New research mapping the ground underneath Lusi has showed it's connected to magma chambers linked to a nearby volcanic system, baking the sediments under the eruption site and continuing to spurt mud, water, and rocks out into the air.
Not only does it give us an answer to why Lusi has become the biggest mud eruption in recorded history, the research could also tell us more about how volcanoes evolve, says the international team of geoscientists.
"We clearly show the evidence that the two systems are connected at depth," says one of the researchers, Adriano Mazzini from the University of Oslo in Norway.
"What our new study shows is that the whole system was already existing there – everything was charged and ready to be triggered."
Previous research had found gases linked to magma in the Lusi eruptions, but before now no one had definitely proved a link to the Arjuno-Welirang volcanic complex.
Using seismometers to create a 3D map of the ground below Java, the team found a tunnel and a series of vents up to 6 kilometres (3.7 miles) underground, connecting a magma chamber in Arjuno-Welirang to the sedimentary basin directly underneath Lusi.

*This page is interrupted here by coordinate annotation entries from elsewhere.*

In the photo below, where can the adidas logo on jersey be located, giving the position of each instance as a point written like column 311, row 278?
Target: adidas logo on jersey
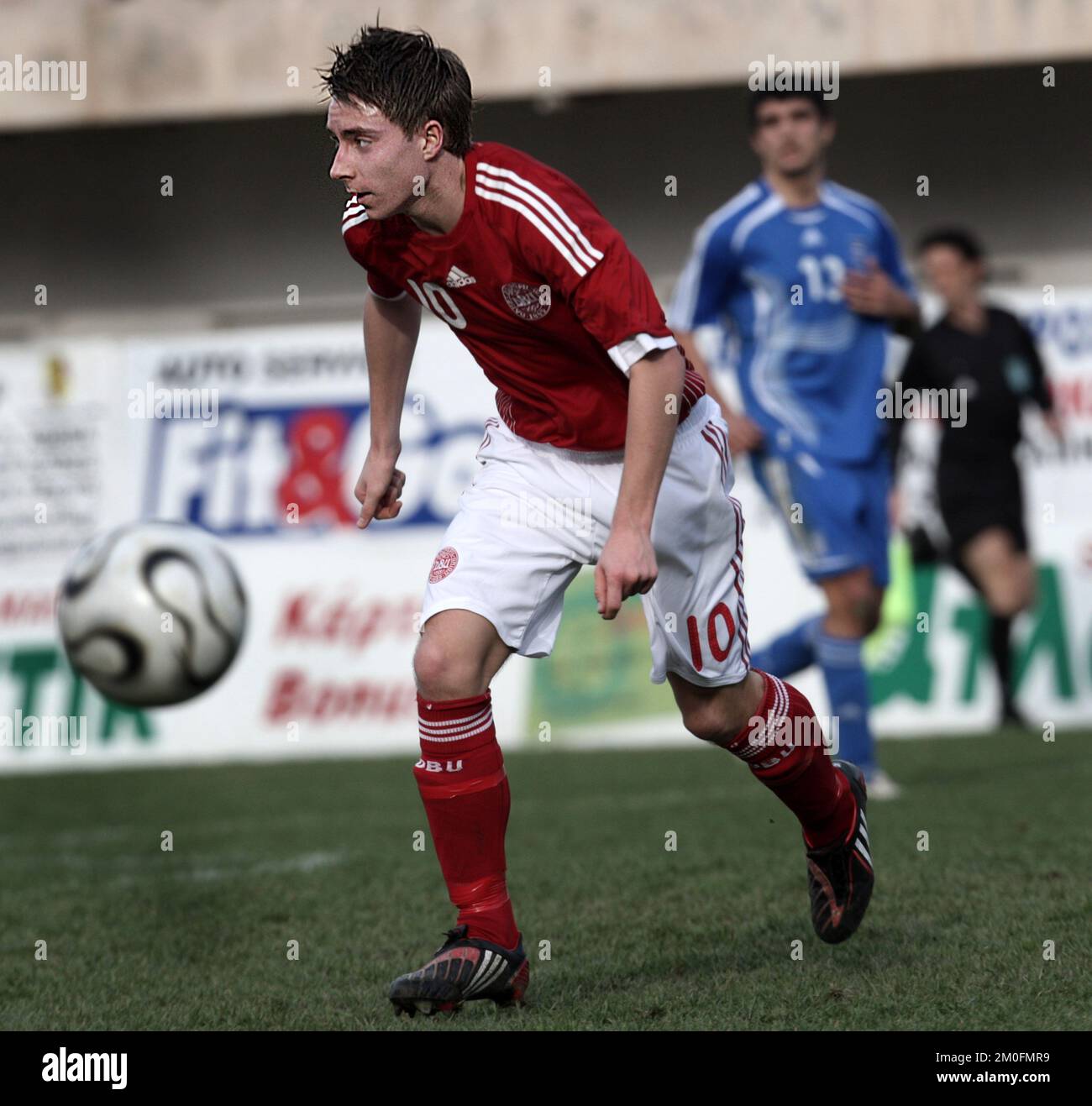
column 458, row 279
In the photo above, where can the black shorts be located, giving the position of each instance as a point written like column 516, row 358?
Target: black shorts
column 990, row 495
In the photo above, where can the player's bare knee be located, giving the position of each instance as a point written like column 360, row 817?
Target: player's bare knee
column 443, row 673
column 707, row 721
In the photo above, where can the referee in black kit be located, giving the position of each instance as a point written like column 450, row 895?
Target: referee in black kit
column 987, row 363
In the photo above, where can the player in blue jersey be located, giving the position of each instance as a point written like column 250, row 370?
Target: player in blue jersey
column 805, row 278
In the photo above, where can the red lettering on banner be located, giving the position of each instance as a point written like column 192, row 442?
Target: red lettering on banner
column 27, row 606
column 293, row 698
column 345, row 621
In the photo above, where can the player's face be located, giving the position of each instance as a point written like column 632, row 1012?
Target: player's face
column 954, row 278
column 374, row 158
column 790, row 137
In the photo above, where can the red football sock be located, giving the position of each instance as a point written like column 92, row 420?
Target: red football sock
column 791, row 761
column 465, row 791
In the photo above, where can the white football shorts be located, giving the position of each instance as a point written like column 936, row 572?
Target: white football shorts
column 534, row 515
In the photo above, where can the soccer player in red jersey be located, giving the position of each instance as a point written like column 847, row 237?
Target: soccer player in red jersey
column 606, row 451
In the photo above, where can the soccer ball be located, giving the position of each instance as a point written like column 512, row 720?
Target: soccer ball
column 152, row 613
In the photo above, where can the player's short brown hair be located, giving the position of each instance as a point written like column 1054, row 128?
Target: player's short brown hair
column 408, row 79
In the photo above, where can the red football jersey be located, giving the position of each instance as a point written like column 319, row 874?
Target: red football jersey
column 541, row 290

That's enough to pump scorching magma and other hydrothermal fluids into the Lusi site, triggering explosive reactions caused by a high-pressure build-up of gas.
"It's just a matter of reactivating or opening these faults and whatever overpressure you have gathered in the subsurface will inevitably want to escape and come to the surface, and you have a manifestation on the surface, and that is Lusi," says Mazzini.
And what an eruption. At its peak in September 2006, Lusi was churning out enough mud to fill 72 Olympic-sized swimming pools every single day – up to 180,000 cubic metres (6.4 million cubic feet).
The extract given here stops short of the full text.